In the US, with our substandard health care, long waits, and incredible expense, cancer death rates are dropping. Oh, and that’s with better detection and people living longer, both things that should make this look worse, not better.
Of course, on the same day, the news was released that The One will appoint Dr. Donald Berwick to run Medicare. As a recess appointment (something Candidate Obama wouldn’t have done) to avoid scrutiny of his record, which some might find a touch troubling.

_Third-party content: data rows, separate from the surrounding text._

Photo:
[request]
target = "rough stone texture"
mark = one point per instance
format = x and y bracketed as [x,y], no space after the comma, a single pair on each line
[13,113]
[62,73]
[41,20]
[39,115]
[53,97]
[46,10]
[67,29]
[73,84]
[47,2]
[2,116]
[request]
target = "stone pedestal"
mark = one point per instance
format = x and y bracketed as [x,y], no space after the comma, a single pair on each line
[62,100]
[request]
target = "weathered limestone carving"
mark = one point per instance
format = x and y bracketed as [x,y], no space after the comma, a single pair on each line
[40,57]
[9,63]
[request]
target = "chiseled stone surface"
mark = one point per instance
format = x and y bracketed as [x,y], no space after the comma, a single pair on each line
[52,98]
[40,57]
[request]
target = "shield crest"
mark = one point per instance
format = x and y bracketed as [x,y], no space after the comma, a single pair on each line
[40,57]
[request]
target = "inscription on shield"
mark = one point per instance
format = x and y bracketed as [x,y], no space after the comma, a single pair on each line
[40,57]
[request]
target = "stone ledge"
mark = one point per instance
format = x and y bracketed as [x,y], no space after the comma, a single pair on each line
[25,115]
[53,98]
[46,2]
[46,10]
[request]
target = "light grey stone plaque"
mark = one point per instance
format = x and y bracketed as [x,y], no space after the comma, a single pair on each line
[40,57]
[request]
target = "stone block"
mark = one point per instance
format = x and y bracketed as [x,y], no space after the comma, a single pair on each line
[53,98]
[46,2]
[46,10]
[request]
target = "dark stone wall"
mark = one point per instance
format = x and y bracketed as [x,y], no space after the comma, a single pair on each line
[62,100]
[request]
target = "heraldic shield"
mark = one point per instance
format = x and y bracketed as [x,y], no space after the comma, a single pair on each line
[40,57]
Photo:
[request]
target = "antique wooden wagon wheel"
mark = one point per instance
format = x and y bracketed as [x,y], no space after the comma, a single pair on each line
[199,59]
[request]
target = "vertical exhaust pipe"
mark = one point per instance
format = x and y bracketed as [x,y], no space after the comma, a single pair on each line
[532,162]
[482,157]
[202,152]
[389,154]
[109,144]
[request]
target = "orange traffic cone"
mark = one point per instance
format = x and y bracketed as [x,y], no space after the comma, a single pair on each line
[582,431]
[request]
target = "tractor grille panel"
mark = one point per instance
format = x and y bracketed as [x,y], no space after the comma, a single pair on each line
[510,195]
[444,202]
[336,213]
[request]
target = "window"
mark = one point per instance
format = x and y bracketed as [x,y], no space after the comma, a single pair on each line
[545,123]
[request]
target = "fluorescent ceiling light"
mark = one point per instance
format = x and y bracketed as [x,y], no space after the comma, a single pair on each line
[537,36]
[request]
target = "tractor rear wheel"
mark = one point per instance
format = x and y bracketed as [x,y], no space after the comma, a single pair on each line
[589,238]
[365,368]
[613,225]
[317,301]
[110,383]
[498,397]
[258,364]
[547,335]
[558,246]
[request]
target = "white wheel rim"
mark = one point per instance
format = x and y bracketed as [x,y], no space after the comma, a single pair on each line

“Please don’t put your faith in market forces,” he said (italics in original). “It’s a popular idea: that Adam Smith’s invisible hand would do a better job of designing care than leaders with plans can. I find little evidence that market forces relying on consumers choosing among an array of products, with competitors fighting it out, leads to the healthcare system you want and need. In the US, competition is a major reason for our duplicative, supply driven, fragmented care system.”
Berwick argued that purposely provided an inadequate supply of health-care—as Britain’s health-care system does—is superior to allowing the market to provide an excess.
“In America, the best predictor of cost is supply; the more we make, the more we use—hospital beds, consultancy services, procedures, diagnostic tests,” Dr. Berwick wrote. “… Here, you choose a harder path. You plan the supply; you aim a bit low; you prefer slightly too little of a technology or a service to too much; then you search for care bottlenecks and try to relieve them.”
Because everyone knows that mean old free market with its excessive healthcare availability can’t possibly be as good as one with planned shortages.
In case it didn’t catch your eye the first time, this is the mantra of state run, centrally planned healthcare:
You plan the supply; you aim a bit low; you prefer slightly too little of a technology or a service to too much; then you search for care bottlenecks and try to relieve them.
Good luck with that. I’m gonna buy it on my own.